BIG SKY – The Marketplace building in Town Center has filled nearly all of its vacant spaces. And it’s all happened in the past month.

Four of five empty storefronts are now occupied, thanks to a concerted effort by Big Sky Town Center, Creighton Block Gallery, Rocky Mountain Rustics Group and Bozeman Audi.

“It’s good to have some open space, but upstairs has been largely vacant for too long,” said Bill Simkins, Town Center developer. “[Filling these spaces] is a sign of confidence building in the Big Sky community.”

Town Center opened a sales office with a conference room in the building in early February, allowing the developer to occupy a branded office in a central location, since moving out of the former Simkins-Hallin showroom last September.

Also in the first week of February, RMR Group moved into the building and out of the upstairs office it previously held in a barn in Beaver Creek, to be closer to the bank and the post office and to have a visible storefront.

“We looked at all the spaces available but felt Marketplace, near the new Town Center office, was the only option at the end of the day,” said Chad Rothacher, owner and founder of RMR.

Rothacher is looking forward to expanding business at the new location, which already houses Gourmet Gals, The Cave Spirits and Gifts, Big Horn Boutique and Creighton Block, the art gallery that expanded in January to include an upstairs art showroom.

“I’m thrilled with the expansion of the gallery and to see Audi going in,” Rothacher said. “Having that type of clientele is great. Most of our clients are not driving Pintos.”

Bozeman Audi opened a showroom in the building in early February, as well, and owner Alan Cawthon sees a bright future in the new location. Two Audis and a Subaru Outback are currently parked in the showroom.

“The opportunities in Big Sky are incredible,” said Cawthon, who also owns Bozeman’s Montana Import Group and whose daughter, Caroline, will be running the Town Center showroom. “We all went through the [market] down cycle. It feels good to be on the upswing.”

In addition to showing cars, the Bozeman Audi Big Sky Showroom is carrying locally and U.S.-made clothing, furniture and other gifts. Cawthon’s partner Columbine Culberg formulated this idea to appeal to an “Audi and Big Sky lifestyle.”

The showroom walls are painted Audi grey and Montana Import Group tan, and are adorned with canvasses depicting wild horses and bison, lent by Colin Mathews of Creighton Block.

Mathews’ new gallery room displays high-end Western art, complete with a bronze statue of an eagle in the second floor window. The art dealer says he feels a sense of community in the building, and that he believes the now-occupied spaces should lead to increased sales.

“The greatest hindrance to main streets are empty storefronts,” said Mathews, who learned the concept when he was mayor of Virginia City, west of Ennis. “Filling these spaces will be positive for further development [in Big Sky].”
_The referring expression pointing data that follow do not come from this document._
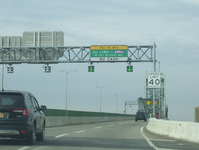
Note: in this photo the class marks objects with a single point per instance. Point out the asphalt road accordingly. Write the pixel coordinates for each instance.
(124, 135)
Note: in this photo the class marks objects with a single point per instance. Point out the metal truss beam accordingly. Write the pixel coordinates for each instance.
(76, 54)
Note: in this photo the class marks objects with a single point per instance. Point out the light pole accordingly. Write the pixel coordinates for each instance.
(117, 95)
(66, 73)
(100, 96)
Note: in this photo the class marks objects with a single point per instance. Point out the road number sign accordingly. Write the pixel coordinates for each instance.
(109, 53)
(154, 80)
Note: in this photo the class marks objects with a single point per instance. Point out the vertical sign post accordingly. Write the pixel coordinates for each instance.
(154, 82)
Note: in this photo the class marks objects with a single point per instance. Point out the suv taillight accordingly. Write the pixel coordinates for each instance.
(25, 112)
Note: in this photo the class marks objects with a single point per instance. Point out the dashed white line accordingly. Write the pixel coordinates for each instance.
(80, 131)
(62, 135)
(23, 148)
(98, 127)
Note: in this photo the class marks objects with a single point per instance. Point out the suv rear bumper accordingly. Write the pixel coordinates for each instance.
(17, 130)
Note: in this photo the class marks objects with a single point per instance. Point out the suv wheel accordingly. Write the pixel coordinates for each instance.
(40, 135)
(30, 140)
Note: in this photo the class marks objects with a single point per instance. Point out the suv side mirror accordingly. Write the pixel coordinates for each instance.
(43, 107)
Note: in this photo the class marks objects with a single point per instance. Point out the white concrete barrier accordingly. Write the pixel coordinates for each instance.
(187, 131)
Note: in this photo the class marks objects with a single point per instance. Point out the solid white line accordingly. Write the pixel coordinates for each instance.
(62, 135)
(80, 131)
(23, 148)
(98, 127)
(148, 140)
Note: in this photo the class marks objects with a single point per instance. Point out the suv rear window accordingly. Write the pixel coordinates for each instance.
(11, 99)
Simkins echoed the sentiment, pointing to Big Sky’s population surge and an uptick in economic security.

“In the last few months we’ve been getting a lot of inquiries about workspace housing,” Simkins said. “Population and consumer confidence are gaining momentum, like a snowball effect. People are seeing others making moves and are doing the same.”

The marketplace businesses look forward to holding an open house soon.